In the 1970s, technological progress in supply and transmission failed to mitigate rising fuel, financing, and construction costs causing electricity and natural gas prices to more than double during that period. Customers quickly became disenchanted with the utility system and were demanding better prices and more reliable service.(Hirsh 2001) Congress got involved and passed a series of legislation over the next 20 years to encourage more efficient energy pricing, conservation, and competition in the supply and generation sectors. Distribution inefficiencies that were once overshadowed by productivity and cost improvements in generation and supply were now coming under increased scrutiny as officials gained comfort with more progressive forms of regulation.

Faced with the reality or prospect of rate caps, reductions, or performance-based rates, distribution companies have embarked on numerous initiatives aimed at improving their business performance. Updating the SDN configuration to effectively address current and future work demands has long been a challenge that previously was difficult, if not impossible, to effectively approach. Determining the right number, size, location, staffing, and territory assignment is little more than guesswork without accurate data, computational tools, and an objective process of analysis. Redesign errors or inaction can have costly and lasting consequences. Too many service centers or inappropriate staffing levels cause unnecessary facility and labor costs.
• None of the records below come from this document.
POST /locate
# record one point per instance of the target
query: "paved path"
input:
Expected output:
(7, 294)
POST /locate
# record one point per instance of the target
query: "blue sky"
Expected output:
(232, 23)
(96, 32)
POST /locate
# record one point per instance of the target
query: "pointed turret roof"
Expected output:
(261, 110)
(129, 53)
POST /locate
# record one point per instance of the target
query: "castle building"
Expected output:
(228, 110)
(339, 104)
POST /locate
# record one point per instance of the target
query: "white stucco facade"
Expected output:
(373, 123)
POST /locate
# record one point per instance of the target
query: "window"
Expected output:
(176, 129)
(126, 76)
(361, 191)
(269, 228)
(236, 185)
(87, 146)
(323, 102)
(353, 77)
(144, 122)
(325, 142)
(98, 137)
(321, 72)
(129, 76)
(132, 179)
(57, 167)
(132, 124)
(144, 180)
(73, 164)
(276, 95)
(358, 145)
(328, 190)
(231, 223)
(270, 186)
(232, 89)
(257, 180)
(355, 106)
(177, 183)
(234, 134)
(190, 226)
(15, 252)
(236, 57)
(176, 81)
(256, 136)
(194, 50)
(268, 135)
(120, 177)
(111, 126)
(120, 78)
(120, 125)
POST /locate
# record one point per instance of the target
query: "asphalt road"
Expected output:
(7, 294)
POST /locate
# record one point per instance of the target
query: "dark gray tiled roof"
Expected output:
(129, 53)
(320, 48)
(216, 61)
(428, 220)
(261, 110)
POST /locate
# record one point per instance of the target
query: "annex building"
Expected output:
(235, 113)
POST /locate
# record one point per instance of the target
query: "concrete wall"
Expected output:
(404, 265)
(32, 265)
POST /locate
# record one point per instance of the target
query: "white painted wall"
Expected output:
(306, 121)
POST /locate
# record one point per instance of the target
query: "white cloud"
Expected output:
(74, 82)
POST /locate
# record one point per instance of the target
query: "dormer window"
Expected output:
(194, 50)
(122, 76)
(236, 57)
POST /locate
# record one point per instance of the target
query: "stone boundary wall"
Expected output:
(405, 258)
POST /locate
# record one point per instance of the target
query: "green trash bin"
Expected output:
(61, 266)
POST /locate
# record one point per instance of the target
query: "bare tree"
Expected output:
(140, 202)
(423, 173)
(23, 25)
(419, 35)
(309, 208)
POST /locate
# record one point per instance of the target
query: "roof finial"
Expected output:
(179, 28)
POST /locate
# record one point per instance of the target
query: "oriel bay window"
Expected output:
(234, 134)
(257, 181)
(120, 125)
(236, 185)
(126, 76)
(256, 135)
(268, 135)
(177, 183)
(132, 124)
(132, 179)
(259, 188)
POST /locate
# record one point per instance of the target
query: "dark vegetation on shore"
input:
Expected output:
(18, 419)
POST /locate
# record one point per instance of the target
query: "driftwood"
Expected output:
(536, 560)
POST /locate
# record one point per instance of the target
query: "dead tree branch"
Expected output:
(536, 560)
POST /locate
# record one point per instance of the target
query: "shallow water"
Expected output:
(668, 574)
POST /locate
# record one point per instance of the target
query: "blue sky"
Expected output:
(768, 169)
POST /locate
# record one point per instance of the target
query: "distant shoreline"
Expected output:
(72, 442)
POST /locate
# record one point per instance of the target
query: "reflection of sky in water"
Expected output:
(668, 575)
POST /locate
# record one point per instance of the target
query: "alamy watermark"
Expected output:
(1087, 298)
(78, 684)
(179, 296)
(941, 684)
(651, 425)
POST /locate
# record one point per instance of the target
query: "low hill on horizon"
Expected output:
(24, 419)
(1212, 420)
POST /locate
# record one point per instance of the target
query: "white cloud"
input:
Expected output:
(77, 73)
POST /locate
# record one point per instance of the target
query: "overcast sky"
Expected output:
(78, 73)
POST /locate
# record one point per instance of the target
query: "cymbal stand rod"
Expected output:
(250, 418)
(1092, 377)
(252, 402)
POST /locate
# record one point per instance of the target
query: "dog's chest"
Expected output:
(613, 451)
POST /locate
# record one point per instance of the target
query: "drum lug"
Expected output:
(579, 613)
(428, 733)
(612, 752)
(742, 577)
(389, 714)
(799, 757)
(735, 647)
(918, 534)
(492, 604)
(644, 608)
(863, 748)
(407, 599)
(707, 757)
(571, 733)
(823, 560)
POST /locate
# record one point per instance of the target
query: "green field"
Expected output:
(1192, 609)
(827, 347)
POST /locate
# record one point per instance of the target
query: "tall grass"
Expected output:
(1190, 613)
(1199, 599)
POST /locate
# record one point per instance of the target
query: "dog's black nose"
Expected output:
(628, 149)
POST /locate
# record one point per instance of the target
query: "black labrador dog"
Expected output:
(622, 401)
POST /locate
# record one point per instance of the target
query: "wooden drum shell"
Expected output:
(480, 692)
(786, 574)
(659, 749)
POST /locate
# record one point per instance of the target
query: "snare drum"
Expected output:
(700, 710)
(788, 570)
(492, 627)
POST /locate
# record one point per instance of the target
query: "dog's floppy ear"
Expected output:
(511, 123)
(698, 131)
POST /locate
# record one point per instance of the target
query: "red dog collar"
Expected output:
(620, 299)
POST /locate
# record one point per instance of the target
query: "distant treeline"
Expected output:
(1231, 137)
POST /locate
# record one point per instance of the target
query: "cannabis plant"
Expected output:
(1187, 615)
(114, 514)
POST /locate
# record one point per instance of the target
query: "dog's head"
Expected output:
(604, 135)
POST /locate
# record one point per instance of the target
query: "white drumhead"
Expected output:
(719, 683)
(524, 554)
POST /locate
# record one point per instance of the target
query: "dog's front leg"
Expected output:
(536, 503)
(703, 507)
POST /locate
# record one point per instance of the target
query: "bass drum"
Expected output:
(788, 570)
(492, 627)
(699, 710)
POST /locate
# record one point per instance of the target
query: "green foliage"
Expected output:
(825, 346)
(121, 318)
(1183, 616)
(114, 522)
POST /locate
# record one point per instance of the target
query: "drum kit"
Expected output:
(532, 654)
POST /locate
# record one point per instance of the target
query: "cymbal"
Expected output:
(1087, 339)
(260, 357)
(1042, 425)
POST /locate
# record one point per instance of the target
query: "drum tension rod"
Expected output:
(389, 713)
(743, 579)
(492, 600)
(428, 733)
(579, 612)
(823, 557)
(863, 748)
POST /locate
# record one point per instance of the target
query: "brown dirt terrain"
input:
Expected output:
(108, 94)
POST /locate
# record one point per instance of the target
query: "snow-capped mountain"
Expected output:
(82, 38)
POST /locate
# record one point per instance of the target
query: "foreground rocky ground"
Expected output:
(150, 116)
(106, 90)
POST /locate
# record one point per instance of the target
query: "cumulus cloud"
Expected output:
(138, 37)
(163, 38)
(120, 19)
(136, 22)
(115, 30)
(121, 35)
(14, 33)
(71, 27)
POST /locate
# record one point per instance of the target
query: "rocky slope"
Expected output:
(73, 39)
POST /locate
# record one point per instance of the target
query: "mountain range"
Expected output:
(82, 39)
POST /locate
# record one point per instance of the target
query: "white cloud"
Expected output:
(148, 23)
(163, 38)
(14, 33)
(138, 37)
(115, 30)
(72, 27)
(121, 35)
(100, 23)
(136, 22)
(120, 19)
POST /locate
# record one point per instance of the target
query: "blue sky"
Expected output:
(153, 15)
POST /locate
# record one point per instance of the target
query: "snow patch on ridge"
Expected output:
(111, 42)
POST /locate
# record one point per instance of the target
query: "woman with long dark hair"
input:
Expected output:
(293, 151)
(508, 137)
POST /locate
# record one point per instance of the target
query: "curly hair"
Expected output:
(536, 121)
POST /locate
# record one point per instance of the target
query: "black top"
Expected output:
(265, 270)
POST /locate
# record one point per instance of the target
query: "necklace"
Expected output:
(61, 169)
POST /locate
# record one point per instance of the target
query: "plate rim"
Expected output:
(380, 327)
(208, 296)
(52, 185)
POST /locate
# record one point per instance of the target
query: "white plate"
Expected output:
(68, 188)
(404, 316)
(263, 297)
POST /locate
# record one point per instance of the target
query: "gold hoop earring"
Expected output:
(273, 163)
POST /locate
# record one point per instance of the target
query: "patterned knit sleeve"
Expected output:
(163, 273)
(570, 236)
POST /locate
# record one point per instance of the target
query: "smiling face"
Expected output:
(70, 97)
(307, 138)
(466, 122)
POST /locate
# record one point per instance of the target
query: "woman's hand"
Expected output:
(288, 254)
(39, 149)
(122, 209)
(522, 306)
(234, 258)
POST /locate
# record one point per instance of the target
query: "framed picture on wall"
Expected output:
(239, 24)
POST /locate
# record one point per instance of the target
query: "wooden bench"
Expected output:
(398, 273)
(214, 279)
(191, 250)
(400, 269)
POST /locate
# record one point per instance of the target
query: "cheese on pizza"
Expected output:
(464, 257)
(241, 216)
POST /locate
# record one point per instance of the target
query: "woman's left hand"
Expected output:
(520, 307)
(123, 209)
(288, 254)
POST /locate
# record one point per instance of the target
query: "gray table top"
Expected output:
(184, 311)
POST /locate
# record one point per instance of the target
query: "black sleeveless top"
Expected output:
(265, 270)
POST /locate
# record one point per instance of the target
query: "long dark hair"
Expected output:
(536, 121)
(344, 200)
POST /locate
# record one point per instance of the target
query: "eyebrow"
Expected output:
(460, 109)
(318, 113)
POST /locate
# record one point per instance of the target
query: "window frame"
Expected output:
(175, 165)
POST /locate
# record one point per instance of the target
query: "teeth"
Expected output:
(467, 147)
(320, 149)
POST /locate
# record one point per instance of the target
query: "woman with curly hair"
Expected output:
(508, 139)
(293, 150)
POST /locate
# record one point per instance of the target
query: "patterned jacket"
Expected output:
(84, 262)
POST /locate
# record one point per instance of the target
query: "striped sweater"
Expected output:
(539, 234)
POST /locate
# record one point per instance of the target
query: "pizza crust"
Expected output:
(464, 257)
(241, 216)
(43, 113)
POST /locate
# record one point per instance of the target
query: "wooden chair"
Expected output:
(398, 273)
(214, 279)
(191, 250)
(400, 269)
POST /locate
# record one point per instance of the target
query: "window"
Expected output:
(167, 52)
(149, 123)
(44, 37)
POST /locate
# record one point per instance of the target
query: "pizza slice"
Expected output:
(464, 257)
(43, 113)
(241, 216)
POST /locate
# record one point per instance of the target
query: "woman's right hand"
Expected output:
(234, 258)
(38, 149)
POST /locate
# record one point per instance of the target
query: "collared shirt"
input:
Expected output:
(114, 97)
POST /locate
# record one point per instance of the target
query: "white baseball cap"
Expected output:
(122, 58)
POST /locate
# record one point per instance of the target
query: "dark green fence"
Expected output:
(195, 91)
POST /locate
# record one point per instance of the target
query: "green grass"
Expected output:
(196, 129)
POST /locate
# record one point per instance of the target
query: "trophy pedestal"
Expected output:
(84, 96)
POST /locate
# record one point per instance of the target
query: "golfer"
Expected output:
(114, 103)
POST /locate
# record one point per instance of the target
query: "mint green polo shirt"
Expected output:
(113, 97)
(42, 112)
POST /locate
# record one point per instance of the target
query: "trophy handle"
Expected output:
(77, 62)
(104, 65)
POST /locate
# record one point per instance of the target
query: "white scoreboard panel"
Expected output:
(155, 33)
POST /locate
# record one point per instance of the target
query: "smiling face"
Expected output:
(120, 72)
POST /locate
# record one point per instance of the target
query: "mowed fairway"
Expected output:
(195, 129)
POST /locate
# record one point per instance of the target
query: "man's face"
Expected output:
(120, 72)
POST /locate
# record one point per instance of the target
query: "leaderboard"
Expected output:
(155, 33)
Too few service centers or inefficient territory assignments increase windshield time and travel costs, and decrease responsiveness and field-force efficiency. Until recently, these types of problems were approached—if at all—by intuition and “chart, compass, and ruler” techniques. (Ballou)

Enabling Developments

Several key advancements related to computational tools, processes of analysis, and input data have made it possible to address SDN design challenges quickly and accurately. The development of high-level programming languages and powerful mainframe computers in the 1960s and 1970s made possible the broader application of quantitative techniques developed in the 1940s from military and operations research. Industry application of these quantitative techniques—such as linear programming, heuristics, and simulation—for solving resource allocation, distribution, and transportation planning gained value as a decision-making aid.(Shycon and Maffei 1960) Since then, the rapid growth in desktop computing power and the introduction of improved algorithms is allowing organizations to model and solve very large supply-chain problems in a matter of minutes instead of days or weeks.(Bendiner 1998) While most of the early developments focused on optimizing the physical distribution of tangible goods or products, these developments were directly applicable to the delivery or provision of services.

Information technology improvements and integration within utility operations and customer care have generated a wealth of geo-based customer, service center, field-asset, and workdemand data. Geospatial technology advancements in the early 1980s combined the computer display of geographic features, such as points, lines, and polygons, with database management tools for assigning attributes to these features. Likewise, a “location” attribute could be added to traditionally tabular data—such as service centers, customers, and field-assets—and layered with shapes such as roads and assigned territories. The integration of geospatial technology with supply- and service-chain optimization tools created a powerful application for visualizing and solving SDN problems.